Calorie Deficit and Sleep

In_the_bank
In_the_bank Posts: 2 Member
edited August 2022 in Health and Weight Loss
I've been doing a calorie deficit diet (500 calorie deficit) for a month with regular exercise and things seemed to be going smoothly as I would work out around 5-6 times a week rotating through different focus areas and was able to lose 10 pounds.

This month however hasn't gone the same way. I haven't been able to go to the gym at all in about a week as I will fall asleep right after work and wake up a few hours before my usual bedtime ruining my workout schedule. This is completely unplanned and kind of concerning. Is it possible I need to up my caloric intake? It was working before without these side effects but now I'm wondering why this changed so quickly. I will be honest though and say I didn't eat the best the last two days.

Replies

  • ahoy_m8
    ahoy_m8 Posts: 3,053 Member
    Losing 10 pounds in a month suggests an average daily deficit over 1100 calories net after exercise. That’s an aggressive rate of loss (appropriate for folks with 100 pounds to lose). You don’t say how much you have to lose, but an excessive deficit will cause fatigue because you just need more fuel.

    Consider losing at a slower rate, e.g. 0.5lb/week if your goal is losing 20 lbs or less.
  • AnnPT77
    AnnPT77 Posts: 34,598 Member
    Ten pounds of loss in a month suggests that your deficit is not 500, but more like 1100 (i.e., (10/31)*3500). Results tell you more than any so-called calorie calculator can.

    If you are well over 250 pounds currently, and have 60-70+ pounds to lose, that might be theoretically OK, but could still be excessive if you have an otherwise high-stress life. (Calorie deficit is a stressor, big deficit (fast loss) is a big stressor; new exercise or increased-intensity exercise is a stressor; stress is cumulative across all sources, physical and psychological . . . and excessive total stress is a bad thing, even if some of the stresses are net positive things, longer term.)

    Fatigue is a bad sign - one of those "canary in the coal mine" things. Worse can happen - much worse - if weight loss is too extreme.

    I'd suggest dialing back to get an actual weight loss in the 0.5% to 1% of current weight per week range, with a bias toward the lower end of that, and definitely that 0.5% if your total stress is high. (0.5% would be about a pound a week at 200 pounds current weight, for example.)

    I think you're seeing this show up "suddenly" because a body will try to soldier on through excess stress for a while . . . but it catches up to you eventually. Eating in a lower-nutrition way for a couple of days would add a tiny bit more stress, but isn't likely to be the whole story.

    TL;DR: Yeah, eat more. Keep a bit of a challenge in the ongoing exercise load, but don't kill yourself there with punitive, intense, exhausting exercise all the time, either.

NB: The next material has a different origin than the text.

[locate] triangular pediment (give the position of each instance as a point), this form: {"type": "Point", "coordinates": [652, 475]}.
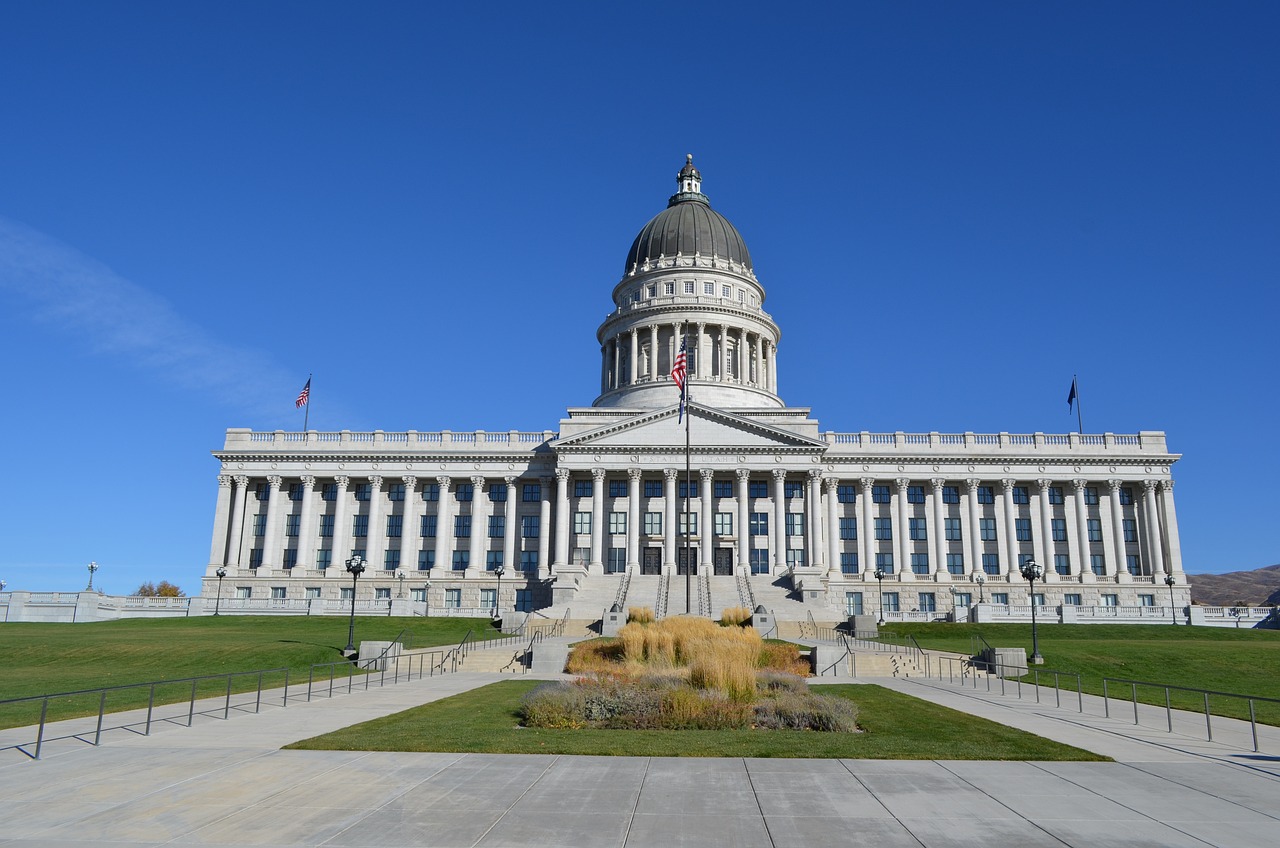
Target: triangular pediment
{"type": "Point", "coordinates": [708, 428]}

It's not ideal for either weight loss or fitness improvement.
  • sijomial
    sijomial Posts: 19,809 Member
    " Is it possible I need to up my caloric intake? "
    Yes!
    Your weight loss is out of line with what you think your actual deficit is.
    Maybe you picked the wrong activity level, maybe you haven't been accounting for your exercise calories, maybe you simply diverge significantly from average.

    " It was working before without these side effects but now I'm wondering why this changed so quickly. "
    Because humans can tolerate an excessive deficit for a short period of time before their bodies try to compensate by slowing you down to reduce your calorie expenditure.

  • cwolfman13
    cwolfman13 Posts: 41,865 Member
    A 500 calorie deficit would be 4 Lbs lost in a month...you're more than double that. Yes, large calorie deficits will result in fatigue because calories are energy.